In a race against time, state transportation officials plan to move a nearly mile-long section of the Dalton Highway so it doesn't get T-boned by a giant mass of frozen debris believed to have been oozing downhill like a glacier for hundreds of years.
The goal is avoiding a "catastrophic failure" of the highway if the nearly mile-long mass — a frozen debris lobe of mostly soil, along with ice, trees and other detritus — plows away the road, said Jeff Currey, a materials engineer with the Alaska Department of Transportation and Public Facilities.

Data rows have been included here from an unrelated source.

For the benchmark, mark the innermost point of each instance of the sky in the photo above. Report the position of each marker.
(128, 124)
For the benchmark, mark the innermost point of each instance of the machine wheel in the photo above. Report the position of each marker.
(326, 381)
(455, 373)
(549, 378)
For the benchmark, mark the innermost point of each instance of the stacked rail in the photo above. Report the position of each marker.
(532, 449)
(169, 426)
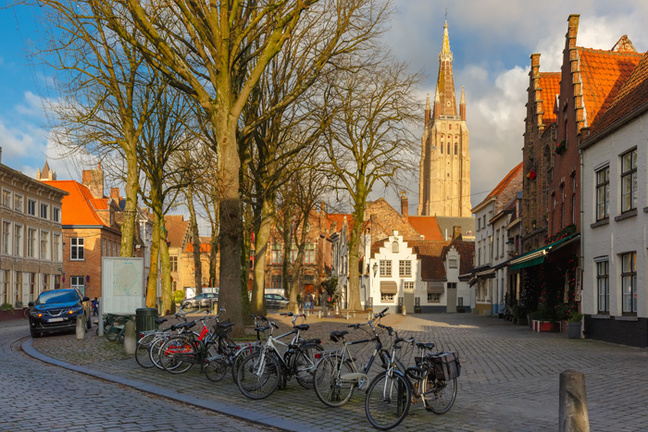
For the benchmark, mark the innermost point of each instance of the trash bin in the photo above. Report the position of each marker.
(144, 320)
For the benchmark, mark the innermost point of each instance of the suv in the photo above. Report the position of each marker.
(204, 300)
(57, 310)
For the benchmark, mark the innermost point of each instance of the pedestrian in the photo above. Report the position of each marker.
(324, 303)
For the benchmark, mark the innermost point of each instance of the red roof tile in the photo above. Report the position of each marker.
(602, 74)
(79, 206)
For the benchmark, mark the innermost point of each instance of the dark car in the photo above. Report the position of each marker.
(276, 301)
(204, 300)
(57, 311)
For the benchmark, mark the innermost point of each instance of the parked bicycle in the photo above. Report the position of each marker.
(262, 372)
(433, 381)
(337, 374)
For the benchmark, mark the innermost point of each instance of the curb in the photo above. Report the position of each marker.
(243, 414)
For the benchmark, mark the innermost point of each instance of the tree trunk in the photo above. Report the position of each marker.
(196, 241)
(260, 254)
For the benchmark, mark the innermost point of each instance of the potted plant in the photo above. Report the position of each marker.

The so-called Haul Road is a critical conduit for Alaska's economy as trucks deliver the supplies to support North Slope oil production, which in turn pays for most state services.
The lobe, essentially a slow-motion permafrost landslide, is up to 90 feet thick and 850 feet wide. It's expected to hit the road, where it climbs toward Atigun Pass in the Brooks Range, in the next four to six years, based on its 15-foot annual creep.
Uncertain of the damage to come, the safest bet is realigning 4,000 feet of the two-lane highway within the next two years, officials said.
The new road will be built 400 feet west, buying the state about another quarter century at the lobe's current pace. The road will moved closer to the trans-Alaska pipeline, but a safe distance away, officials say.
Meanwhile, a section of the old highway will remain intact as a barrier that might slow or stop the lobe from advancing on the new section, Currey said.
"We can see it, it's coming, and frankly no one knows what will happen," Currey said.
Some think the lobe will destroy the road, as researchers suggest in lighthearted music videos, including a rap to Vanilla Ice's "Ice, Ice, Baby." Others think it will "bury it like The Blob," said Currey.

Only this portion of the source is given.